I’ll be the first to admit that I’m not perfect and that I still have lots of unlearning and learning to do. It’s taken years for me to work through my own biases regarding anti-Black and Indigenous racism, and it’s work that continues as I write this. When I feel myself getting defensive while having a conversation with someone or when I read or watch something, I have to take a step back and remember: this isn’t about me; this is an opportunity for me to learn and to continue to work on untangling the threads that have bound me and my thinking for so long.

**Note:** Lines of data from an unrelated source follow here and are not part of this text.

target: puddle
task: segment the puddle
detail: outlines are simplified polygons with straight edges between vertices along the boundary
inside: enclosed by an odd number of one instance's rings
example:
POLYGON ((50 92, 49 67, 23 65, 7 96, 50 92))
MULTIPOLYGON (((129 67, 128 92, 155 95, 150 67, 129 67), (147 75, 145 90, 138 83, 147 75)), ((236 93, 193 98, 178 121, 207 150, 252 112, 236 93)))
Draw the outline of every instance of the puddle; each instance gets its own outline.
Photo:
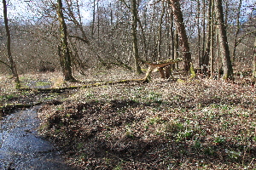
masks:
POLYGON ((52 144, 38 135, 39 107, 4 117, 0 129, 0 169, 77 169, 66 164, 52 144))

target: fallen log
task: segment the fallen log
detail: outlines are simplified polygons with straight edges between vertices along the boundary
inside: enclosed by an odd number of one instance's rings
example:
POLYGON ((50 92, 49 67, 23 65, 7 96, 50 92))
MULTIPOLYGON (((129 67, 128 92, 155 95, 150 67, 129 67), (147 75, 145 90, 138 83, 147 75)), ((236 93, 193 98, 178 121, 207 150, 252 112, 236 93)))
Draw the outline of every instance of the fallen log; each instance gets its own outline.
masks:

As medical students and future medical professionals, we have a professional and moral obligation to do this work, to educate ourselves, and to understand the violence that the medical community and society writ large has and continues to inflict on BIPOC communities. Medical institutions continue to ask BIPOC to do the work of educating their peers as to their own experiences, to continue to pay an emotional labour tax without the guarantee of any change. While we need to continue to amplify BIPOC voices, we cannot expect BIPOC to constantly educate us. The act of asking them to relive their own traumas day in and day out in a display for our own education is an act of racial violence. We must stop labelling ourselves as being “progressive” simply because we are in medicine and recognize that simply by being in this field, we inherently have accumulated metric tons of societal privilege and a history of discrimination and racism.
As a profession entrusted with safeguarding the lives of others, we can no longer stay silent. The society we’ve lived in, some of us comfortably and some of us not, has regardless inflicted traumas on communities that stretch back generations. If we can sit back and accept that, it’s a sign that we have more work to do. Black Lives Matter.